Secondo quanto riportato dall’Agenzia Fides, ieri a Homs è stato ucciso l’ultimo cristiano rimasto in città. L’uomo, Elias Mansour, ottantaquattrenne cristiano greco-ortodosso, si era rifiutato di essere evacuato con la popolazione civile, che ha abbandonato la città a causa dei combattimenti tra ribelli e governativi. L’anziano era perfettamente consapevole che la sua vita era in serio pericolo, ma non ha voluto lasciare la sua casa al centro della città per restare vicino al figlio handicappato, di cui si occupava da anni e di cui per il momento non si hanno notizie. L’ultima delle tante storie di cristiani, presi di mira dagli insorti e dai governativi, braccati nell’area di Wadi Sayed, abitata da sunniti e cristiani. Si fa sempre più incerto il loro futuro e la paura è che li attenda il destino dei tanti cristiani che, dopo l’invasione americana dell’Iraq nel 2003, hanno dovuto abbandonare le proprie abitazioni, lasciare tutto e fuggire. Un destino che ha colpito più di 700mila persone, che hanno dovuto lasciare l’Iraq. I cristiani in Siria rappresentano circa il 10% della popolazione e, in passato, alcuni di loro hanno ricoperto anche importanti cariche all’interno di ministeri e uffici pubblici. Oggi tutto è cambiato e, secondo fonti vicine alla Santa Sede, sarebbero almeno 300mila i cristiani sfollati e che hanno perso tutto. “Ci sono notizie- dice Padre Gheddo, sacerdote del Pontificio Istituto Missioni Estere- provenienti da molte parti della Siria di uccisioni di cristiani. Stiamo assistendo a una sorta di pulizia etnica, una vera e propria persecuzione. Mentre all’inizio la protesta sembrava prendere una via pacifica sull’esempio di altri Stati, come la Tunisia, in Siria la situazione è precipitata da tempo”. La soluzione per molti è quella che i cristiani emigrino e lascino definitivamente il Paese. “Non è giusto- afferma ancora Padre Gheddo- perchè dovrebbero essere sradicati e lasciare le loro case e perdere tutto ciò che hanno, magari per andare nei campi profughi in Giordania, in Libano o in Turchia? Dove e quando troveranno una nuova terra per le loro famiglie e ricostruire il loro futuro?  

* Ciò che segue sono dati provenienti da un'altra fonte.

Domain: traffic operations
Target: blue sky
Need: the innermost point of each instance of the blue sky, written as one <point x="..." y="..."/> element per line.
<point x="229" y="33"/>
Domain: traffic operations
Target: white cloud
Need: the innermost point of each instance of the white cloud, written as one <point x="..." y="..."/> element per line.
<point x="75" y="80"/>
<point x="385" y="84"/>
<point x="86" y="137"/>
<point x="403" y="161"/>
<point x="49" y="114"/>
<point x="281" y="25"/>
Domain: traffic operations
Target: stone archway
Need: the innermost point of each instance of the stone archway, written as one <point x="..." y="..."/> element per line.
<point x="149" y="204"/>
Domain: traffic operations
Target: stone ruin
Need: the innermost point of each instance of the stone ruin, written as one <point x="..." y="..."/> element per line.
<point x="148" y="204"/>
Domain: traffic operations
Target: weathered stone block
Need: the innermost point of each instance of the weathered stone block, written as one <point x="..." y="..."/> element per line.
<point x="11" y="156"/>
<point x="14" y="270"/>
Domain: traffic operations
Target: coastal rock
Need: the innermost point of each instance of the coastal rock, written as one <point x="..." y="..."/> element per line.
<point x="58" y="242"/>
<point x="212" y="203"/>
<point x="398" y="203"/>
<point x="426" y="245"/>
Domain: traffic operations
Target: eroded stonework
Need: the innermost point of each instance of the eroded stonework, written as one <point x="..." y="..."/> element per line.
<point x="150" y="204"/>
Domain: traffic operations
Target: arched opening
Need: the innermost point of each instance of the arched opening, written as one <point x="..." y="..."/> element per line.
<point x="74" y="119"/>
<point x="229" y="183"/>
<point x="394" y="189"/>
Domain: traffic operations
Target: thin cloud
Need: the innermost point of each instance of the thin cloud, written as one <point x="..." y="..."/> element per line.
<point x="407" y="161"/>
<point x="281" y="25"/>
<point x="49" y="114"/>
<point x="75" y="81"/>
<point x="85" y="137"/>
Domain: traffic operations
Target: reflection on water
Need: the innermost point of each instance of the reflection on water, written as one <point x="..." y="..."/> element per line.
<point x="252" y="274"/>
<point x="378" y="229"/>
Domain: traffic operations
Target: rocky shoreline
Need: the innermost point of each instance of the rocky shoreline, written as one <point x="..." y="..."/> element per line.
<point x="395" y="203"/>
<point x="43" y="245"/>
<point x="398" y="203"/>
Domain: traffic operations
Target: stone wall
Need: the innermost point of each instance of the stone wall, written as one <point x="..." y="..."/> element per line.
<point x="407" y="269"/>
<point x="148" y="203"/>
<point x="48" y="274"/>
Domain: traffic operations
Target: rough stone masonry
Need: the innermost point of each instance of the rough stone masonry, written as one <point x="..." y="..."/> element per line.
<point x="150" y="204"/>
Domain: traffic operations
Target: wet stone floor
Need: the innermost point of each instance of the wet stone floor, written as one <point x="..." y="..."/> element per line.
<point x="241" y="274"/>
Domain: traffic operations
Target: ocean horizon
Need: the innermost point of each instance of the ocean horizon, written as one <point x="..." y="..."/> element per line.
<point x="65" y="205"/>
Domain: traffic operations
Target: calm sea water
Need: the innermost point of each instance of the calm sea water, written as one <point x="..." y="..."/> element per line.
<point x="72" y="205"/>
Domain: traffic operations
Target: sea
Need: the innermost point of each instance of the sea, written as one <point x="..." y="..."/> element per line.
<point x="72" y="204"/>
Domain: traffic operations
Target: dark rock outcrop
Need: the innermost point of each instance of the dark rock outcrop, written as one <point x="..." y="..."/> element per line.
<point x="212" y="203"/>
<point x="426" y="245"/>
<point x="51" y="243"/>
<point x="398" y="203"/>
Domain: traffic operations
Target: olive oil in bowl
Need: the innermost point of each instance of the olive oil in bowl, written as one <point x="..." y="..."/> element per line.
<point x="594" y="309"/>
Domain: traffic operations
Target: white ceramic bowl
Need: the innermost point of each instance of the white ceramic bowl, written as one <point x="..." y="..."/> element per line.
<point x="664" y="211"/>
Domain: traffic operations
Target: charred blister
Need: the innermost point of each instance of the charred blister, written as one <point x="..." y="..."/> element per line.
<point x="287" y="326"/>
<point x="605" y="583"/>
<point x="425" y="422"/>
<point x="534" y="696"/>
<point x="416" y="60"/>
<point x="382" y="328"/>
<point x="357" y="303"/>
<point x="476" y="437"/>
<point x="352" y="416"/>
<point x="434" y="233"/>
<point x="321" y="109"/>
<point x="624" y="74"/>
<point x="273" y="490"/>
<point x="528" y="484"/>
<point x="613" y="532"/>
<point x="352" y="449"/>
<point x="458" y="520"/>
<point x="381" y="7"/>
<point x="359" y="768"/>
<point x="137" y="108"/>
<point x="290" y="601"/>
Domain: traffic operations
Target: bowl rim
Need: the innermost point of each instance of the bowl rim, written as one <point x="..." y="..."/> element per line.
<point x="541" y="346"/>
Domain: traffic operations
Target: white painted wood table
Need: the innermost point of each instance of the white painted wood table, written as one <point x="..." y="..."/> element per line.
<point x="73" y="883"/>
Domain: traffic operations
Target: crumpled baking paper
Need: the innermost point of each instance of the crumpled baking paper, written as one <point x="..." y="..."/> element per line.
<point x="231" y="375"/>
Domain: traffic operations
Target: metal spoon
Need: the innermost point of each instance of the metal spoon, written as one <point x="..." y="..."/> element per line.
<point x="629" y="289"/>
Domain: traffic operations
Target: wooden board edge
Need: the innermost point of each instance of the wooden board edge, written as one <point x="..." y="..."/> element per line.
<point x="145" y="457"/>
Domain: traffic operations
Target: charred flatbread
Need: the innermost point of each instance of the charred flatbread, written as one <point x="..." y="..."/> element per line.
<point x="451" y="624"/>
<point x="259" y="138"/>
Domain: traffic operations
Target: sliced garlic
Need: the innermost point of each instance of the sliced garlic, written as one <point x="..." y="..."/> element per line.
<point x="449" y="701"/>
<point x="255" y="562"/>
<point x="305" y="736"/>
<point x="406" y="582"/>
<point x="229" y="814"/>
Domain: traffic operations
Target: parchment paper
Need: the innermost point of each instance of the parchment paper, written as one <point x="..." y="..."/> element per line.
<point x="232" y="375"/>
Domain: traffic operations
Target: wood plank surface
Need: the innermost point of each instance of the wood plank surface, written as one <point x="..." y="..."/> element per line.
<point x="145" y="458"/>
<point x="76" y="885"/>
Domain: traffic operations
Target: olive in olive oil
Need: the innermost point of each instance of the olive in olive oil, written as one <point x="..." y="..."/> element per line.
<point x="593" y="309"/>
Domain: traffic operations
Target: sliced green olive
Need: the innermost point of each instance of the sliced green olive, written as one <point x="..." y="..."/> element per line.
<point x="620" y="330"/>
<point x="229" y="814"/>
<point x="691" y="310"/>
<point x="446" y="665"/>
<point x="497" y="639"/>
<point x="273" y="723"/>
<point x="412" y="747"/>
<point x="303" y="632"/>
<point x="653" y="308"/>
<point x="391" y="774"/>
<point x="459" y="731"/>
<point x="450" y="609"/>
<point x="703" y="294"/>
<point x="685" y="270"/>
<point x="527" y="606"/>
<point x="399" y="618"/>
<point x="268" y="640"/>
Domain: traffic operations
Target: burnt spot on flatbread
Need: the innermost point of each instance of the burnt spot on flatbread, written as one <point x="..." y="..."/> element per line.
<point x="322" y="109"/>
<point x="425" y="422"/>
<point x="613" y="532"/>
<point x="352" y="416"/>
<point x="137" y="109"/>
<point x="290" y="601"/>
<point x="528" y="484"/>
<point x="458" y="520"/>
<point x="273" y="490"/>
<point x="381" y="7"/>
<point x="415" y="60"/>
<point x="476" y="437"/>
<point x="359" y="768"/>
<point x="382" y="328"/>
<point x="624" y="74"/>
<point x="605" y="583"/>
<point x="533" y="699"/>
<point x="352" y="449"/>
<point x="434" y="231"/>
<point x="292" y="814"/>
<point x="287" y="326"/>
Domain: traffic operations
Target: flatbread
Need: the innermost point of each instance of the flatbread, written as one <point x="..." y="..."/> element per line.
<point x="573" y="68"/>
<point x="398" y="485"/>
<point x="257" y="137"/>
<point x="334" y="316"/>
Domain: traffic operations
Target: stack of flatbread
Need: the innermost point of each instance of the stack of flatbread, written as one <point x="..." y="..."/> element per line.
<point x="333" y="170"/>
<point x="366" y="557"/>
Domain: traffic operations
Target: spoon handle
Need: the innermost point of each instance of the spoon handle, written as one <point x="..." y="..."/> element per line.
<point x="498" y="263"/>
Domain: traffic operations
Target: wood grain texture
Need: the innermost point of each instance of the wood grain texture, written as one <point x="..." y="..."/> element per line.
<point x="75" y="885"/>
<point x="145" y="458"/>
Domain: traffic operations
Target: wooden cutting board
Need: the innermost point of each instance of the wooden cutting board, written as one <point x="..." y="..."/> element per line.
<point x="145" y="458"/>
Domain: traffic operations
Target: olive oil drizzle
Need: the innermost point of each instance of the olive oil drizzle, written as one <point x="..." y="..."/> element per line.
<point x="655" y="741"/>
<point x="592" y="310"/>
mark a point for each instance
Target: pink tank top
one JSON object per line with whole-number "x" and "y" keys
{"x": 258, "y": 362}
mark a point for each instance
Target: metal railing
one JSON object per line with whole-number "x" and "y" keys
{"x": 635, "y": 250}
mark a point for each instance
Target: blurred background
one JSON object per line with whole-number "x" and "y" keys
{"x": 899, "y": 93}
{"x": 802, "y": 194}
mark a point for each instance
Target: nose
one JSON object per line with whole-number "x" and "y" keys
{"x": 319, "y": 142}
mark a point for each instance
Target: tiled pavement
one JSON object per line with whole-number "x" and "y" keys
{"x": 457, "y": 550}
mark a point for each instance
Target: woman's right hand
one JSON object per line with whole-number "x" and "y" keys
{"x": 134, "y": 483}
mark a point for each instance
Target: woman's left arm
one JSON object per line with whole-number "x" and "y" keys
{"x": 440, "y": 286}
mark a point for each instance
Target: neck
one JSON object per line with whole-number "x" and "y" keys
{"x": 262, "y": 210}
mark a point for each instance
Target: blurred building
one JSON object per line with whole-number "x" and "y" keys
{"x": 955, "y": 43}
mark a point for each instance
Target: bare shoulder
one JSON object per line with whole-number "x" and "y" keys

C’è il rischio che si ripeta ciò che è accaduto in Iraq, con la fuga di centinaia di migliaia di cristiani che ora sono sparpagliati per i Paesi del Golfo”. Cosa può fare l’ Occidente: “Sicuramente- dice Gheddo- non dovrebbe rifornire di armi i ribelli, perchè si rischia di trasformare la Siria in un nuovo Iran, uno Stato islamista e intollerante. Dove trionfa l’odio e la violenza vincono le forze più estremiste e disumane”. Una maggiore unità delle diverse confessioni cristiane potrebbe alleviare le sofferenze? “Le varie Chiese cristiane orientali, in particolare quelle siriane- dice ancora Gheddo- sono abbastanza unite fra di loro, soprattutto in questo momento”. “La Primavera araba è stata un fatto positivo per il mondo musulmano anche se, per il momento, in Siria stiamo assistendo a violenze inaudite- conclude Padre Gheddo- Purtroppo, all’interno dei ribelli si stanno facendo sempre più strada le forze di Al Qaeda, che hanno snaturato una protesta di giovani che chiedevano diritti e libertà per tutti. Appare sempre più chiaro che l’Islam deve cambiare per entrare nel mondo moderno. Il nucleo di questa guerra civile è proprio questo: l’Islam, come è interpretato e vissuto oggi dalla popolazione, fa a pugni con il mondo moderno. Possiamo notare come nei Paesi islamici più avviati verso la modernità, come il Bangladesh o la Malesia e l’Indonesia, le forze democratiche che non commettono violenze contro le altre religioni, finiscono per avere la maggioranza”.